Glenn: Now, in the past, the Arts and Science Council was over the distribution of the funds. Then for three years they’ve had an advisory committee that will be dissolved on June 30, I’m told by the city. And they have said to me that the list is the same as it was under the Arts and Science Council. But they weren’t able to tell me why that list hasn’t changed. It’s just the same.

White: It is. And at one of the recent City Council meetings, the city manager pointed out that this list has not [been] updated since 2008.

Glenn: And in talking with someone with the advisory board, I was told that the last time you received funding from ASC was in 2012, before the museum temporarily suspended its operations. Do you think that temporary closure has something to do with it?

White: The 2012 closure, I do think that’s still floating around in the back of a lot of people’s minds. The closure was about restructuring to move away from an unsustainable model. So, it was less than a year that the museum was closed.
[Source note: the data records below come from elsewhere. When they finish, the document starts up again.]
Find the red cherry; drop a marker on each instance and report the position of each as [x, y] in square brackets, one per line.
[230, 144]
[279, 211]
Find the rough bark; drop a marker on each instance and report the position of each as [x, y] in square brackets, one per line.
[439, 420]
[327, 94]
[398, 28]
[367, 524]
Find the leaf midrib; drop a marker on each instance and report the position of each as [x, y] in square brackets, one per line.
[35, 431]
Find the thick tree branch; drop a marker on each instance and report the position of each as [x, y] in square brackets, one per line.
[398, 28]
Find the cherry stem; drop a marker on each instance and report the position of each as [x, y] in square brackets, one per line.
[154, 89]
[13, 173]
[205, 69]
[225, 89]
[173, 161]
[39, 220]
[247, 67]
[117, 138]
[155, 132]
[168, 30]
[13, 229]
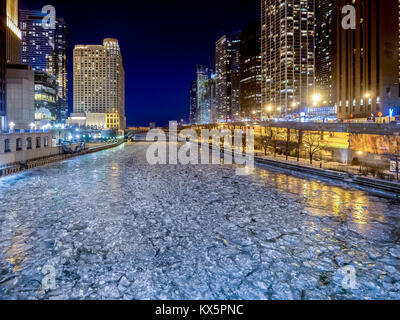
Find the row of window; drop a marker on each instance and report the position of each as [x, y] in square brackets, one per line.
[8, 147]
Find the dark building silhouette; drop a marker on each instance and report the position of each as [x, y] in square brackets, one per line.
[250, 72]
[3, 63]
[368, 60]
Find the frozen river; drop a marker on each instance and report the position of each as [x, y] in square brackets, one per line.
[114, 227]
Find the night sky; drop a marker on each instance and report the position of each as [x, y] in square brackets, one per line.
[161, 43]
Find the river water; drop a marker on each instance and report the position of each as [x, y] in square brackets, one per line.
[110, 226]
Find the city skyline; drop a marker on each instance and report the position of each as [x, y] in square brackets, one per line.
[147, 60]
[283, 185]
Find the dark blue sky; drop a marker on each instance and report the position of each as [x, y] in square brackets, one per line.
[161, 43]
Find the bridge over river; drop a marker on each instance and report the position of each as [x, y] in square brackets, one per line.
[113, 227]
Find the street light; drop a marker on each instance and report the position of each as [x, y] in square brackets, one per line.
[360, 153]
[316, 98]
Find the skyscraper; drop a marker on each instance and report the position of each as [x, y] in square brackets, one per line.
[325, 54]
[3, 64]
[99, 81]
[57, 67]
[287, 55]
[193, 119]
[203, 95]
[13, 46]
[46, 50]
[45, 99]
[227, 60]
[368, 61]
[250, 72]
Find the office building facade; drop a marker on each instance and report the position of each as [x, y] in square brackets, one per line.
[14, 43]
[99, 81]
[325, 55]
[288, 58]
[20, 96]
[3, 64]
[250, 72]
[45, 50]
[193, 118]
[46, 108]
[227, 65]
[368, 68]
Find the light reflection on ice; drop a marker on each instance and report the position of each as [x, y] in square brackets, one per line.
[116, 228]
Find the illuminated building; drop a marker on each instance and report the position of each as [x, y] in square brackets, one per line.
[325, 55]
[14, 43]
[368, 61]
[203, 98]
[45, 99]
[227, 61]
[46, 50]
[20, 96]
[287, 48]
[250, 72]
[99, 80]
[94, 121]
[57, 67]
[193, 102]
[3, 64]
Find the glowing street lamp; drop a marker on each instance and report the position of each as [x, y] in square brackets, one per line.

Glenn: And they also said that the museum did not apply for operating support from ASC in 2020.

White: I can’t speak to 2020, but what I will say is not one person from the city or anyone else has come and said this is the application you need to fill out in order to get funding. I didn’t even know there was an application until Rep. Molina brought it up in March. It’s not like it was publicly available. It’s an invite-only application.

Glenn: And no one on your staff who’s been there for a long time knew about this either?

White: No, ma’am. My development director has been here seven years. She didn’t know. And my board chair was actually on one of the panels that was helping to create the city’s arts plan — and he’s a former executive of the symphony. He didn’t even know that there was an application process. We have received programmatic grants, but all the programs and exhibits being fully funded are for, not if the roof caves in or if people can’t get paid.

Glenn: I was looking at this list that they, the city, sent to me and just a few of the grants that you’ve received include a Cultural Vision Grant of $6,000 in 2023 and also in 2024, a $20,000 Cultural Vision Grant and a culture block grant program $5,700. But as you say, those are for specific uses but not operational.

White: Absolutely. We’re very thankful for those grants, but our operating budget this year — and that’s bare bones — was $1.4 million. This is why this operational support is so important. I’m already canceling programs and events for the summer and early fall because there’s no one stepping up so we can do them.